I appreciate the assistance. Sine I don't know my power supply from my food supply, I will let the techs tell me it's fried and will cost $1 million for retrieval.

mk162:
The most for retrieval I have seen is less than $3k.  Most of the time drives still spin and you can pull the data off.  One time mine didn't and it had to be dismantled and put into another drive.  I did get a 150GB external hard drive out of the deal though.

inkman996:
It really does sound like a bad PSU any PC repair guy worth their salt will have a meter to test the out puts and confirm, would literally take them seconds.

hazeremover:

--- Quote from: mk162 on March 02, 2012, 08:36:20 AM ---A good UPS will last years, I have had much better luck with those than a regular surge protector or suppressor.  In the 8 years I have been running a UPS, I have not had 1 hard drive fail.  Before that about 1 a year would go down.

--- End quote ---

x2! When I was a noob with my Macs, I never gave a second thought about power supplies and surge protectors and happily got by with the low buck strips. After I had two mother boards fry up like bacon after power surges, my Mac IT guru insisted I run a UPS. I run the largest capacity UPS's I can find behind all my towers, printers and everything digital in my studio and never looked back.

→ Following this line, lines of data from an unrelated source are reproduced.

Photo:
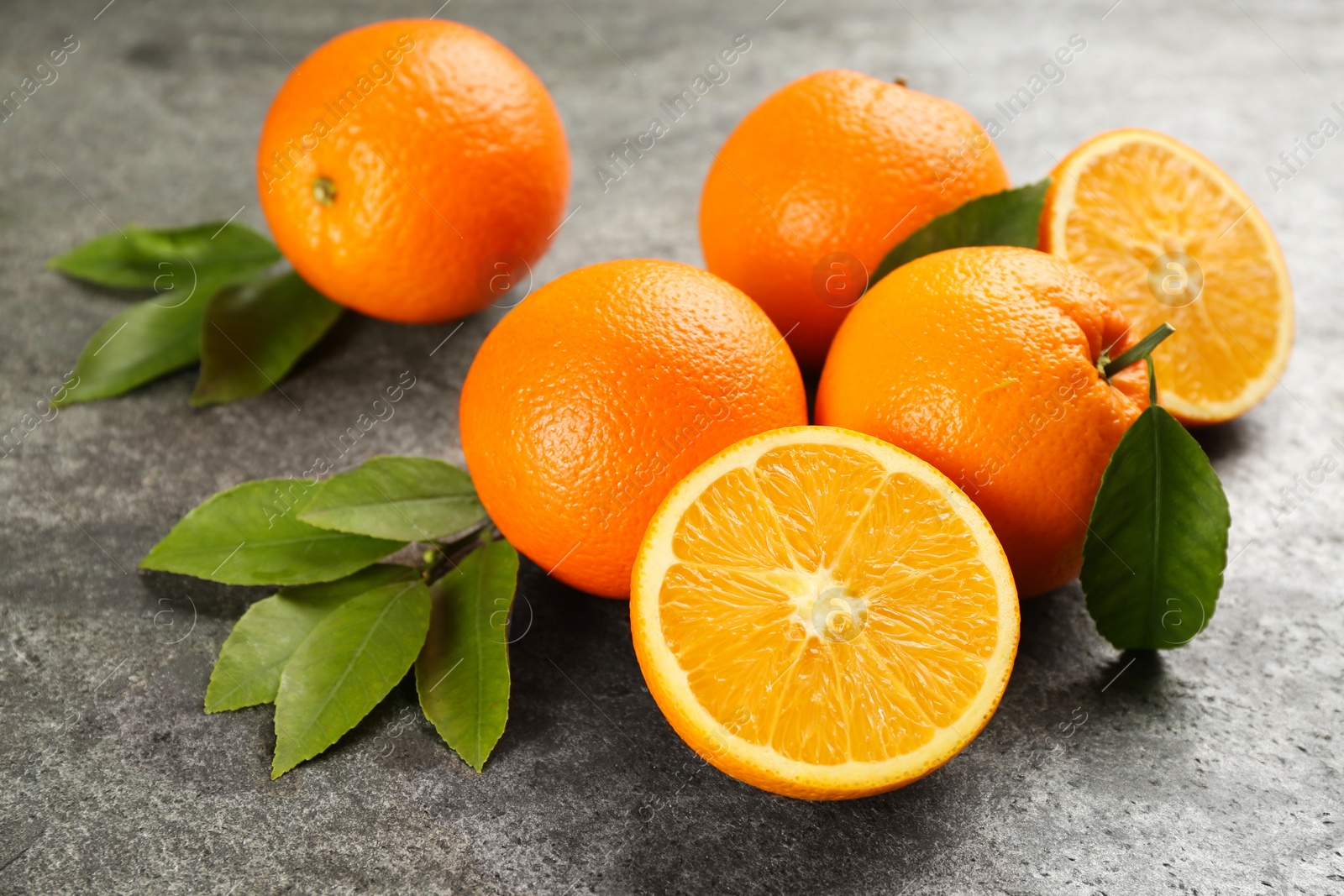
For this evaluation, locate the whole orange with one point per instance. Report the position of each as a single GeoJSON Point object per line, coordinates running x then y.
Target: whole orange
{"type": "Point", "coordinates": [593, 398]}
{"type": "Point", "coordinates": [405, 164]}
{"type": "Point", "coordinates": [983, 362]}
{"type": "Point", "coordinates": [822, 181]}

All this digital hardware and the work that I create with it is too important to mess around with having my investments go up in smoke from something as simple as a thunderstorm or numbskull work crews digging nearby.

ScreenFoo:
PSU seems like at least 70% of the non-data failures I've seen... It's worth having a spare on hand, IMHO.  Bad power is especially hard on them as well.  Although I'd say get a quality UPS if you get one, a junky one will have crappy batteries you have to replace far too often.

LOL @  Evo  --he's right on--take that thing out for rifle practice before you take it to Best Buy--They aren't even trustworthy for discount peripherals, from what I've experienced.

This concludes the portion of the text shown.